Mais s'il en est ainsi, nous voilà bien avancés dans l'examen de la justice de l'origine religieuse placée dans le fétichisme; car enfin, qu'un singe, animal irrationnel, suive ses impressions et fantaisies pour tout jugement, cela va de soi; le vertige mental est sa nature même, autant qu'il est capable d'avoir des idées au delà de ses intuitions réelles, et il ne l'est, heureusement pour lui, que d'une manière fort limitée. Mais que l'homme, animal rationnel, l'homme qui conçoit si facilement la chose qui n'est pas, le possible, l'imaginaire, le futur ambigu; que cet être à prévisions et à hypothèses, qui par là même que son imagination dépasse de très-loin ses sensations et ses conceps corrects, et que sa raison modifie ou renverse en tant de choses ses instincts, doit avoir nécessairement en sa constitution mentale ce qu'il lui faut pour examiner, douter, délibérer, juger avec réflexion et finalement se conduire dans le droit chemin, que l'homme, dis-je, se livre tout entier aux représentations qui l'absorbent, je me refuse à voir dans cette disposition un fait normal, un fait originaire de sa nature. Il y aurait contradiction, dans cette nature, en ce que la raison, comme instrument pour lier des idées en dehors de la sensibilité, ne serait pas accompagnée de la raison comme organe d'un jugement réfléchi.
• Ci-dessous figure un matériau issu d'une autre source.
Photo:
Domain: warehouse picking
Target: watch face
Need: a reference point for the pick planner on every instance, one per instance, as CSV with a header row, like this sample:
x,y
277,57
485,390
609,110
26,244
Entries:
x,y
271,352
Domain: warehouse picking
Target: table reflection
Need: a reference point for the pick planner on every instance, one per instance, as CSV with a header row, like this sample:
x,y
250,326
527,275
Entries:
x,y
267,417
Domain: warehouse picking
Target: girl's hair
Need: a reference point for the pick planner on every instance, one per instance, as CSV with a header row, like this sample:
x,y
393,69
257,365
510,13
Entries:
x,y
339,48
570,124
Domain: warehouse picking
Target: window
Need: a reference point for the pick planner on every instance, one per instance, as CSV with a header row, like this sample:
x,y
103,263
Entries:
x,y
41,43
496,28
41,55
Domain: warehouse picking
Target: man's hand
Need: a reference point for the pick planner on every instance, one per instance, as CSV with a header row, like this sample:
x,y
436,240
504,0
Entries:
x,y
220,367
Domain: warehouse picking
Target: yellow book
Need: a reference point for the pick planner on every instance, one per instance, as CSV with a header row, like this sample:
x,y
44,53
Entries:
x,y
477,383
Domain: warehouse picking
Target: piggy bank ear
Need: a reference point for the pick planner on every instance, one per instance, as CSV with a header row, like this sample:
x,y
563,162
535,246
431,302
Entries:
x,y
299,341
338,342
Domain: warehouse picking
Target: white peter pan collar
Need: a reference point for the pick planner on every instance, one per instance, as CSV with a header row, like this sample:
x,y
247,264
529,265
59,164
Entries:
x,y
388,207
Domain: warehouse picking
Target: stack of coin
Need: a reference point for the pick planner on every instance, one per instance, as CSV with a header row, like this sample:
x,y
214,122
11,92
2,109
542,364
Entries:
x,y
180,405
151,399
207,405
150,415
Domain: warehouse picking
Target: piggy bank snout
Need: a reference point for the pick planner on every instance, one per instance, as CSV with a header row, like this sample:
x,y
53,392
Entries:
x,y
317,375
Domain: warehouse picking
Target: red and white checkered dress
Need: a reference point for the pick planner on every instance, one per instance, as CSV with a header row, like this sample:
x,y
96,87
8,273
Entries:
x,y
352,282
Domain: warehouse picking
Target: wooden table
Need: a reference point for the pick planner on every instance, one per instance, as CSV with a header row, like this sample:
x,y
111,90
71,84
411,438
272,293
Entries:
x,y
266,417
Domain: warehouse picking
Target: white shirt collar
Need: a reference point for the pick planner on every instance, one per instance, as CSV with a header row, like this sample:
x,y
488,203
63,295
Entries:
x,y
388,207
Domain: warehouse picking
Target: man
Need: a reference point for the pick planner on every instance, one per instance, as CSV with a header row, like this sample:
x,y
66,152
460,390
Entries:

Nous serions nés pour nous tromper et nous perdre; et j'ajoute sans remède à espérer en un progrès futur, puisque nous voyons ceux de nos semblables qui sont tombés dans cet état incapables de se relever, ni spontanément ni avec notre secours. Ceci est bien un fait. Je dis donc tombés, et en effet il est conforme à l'observation morale, non moins qu'aux théories les mieux établies, que les individus et les races sont sujets à une espèce d'atrophie de la réflexion et de l'examen rationnel, quand ils abandonnent la direction d'une volonté autonome pour se livrer entièrement aux imaginations et aux passions ou s'enchaîner dans les habitudes. Le vertige mental,

étroitement lié au mode « religieux» fétichiste, est une maladie humaine, et non point un état psychique normal qu'il faille concevoir comme un élément de la nature originelle de l'homme.

Un auteur dont j'ai eu déjà l'occasion d'examiner les thèses d'histoire anté-historique, Sir J. Lubbock a essayé d'une sorte de classification des plus anciennes idées religieuses. Il ne sera pas inutile d'indiquer ici ce qu'il entre d'arbitraire en des esquisses ainsi tracées sans renseignements, comme sans inductions régulières, et de montrer combien il est facile d'expliquer, en les rattachant à d'autres antécédents moraux, les mêmes états d'abjection intellectuelle et de superstition qu'il plaît à nos écoles dominantes, à nos préjugés circulants de poser comme primitifs, sans plus de façons qu'on n'en apportait jadis à admettre Adam et sa science infuse et parfaite religion avant le péché.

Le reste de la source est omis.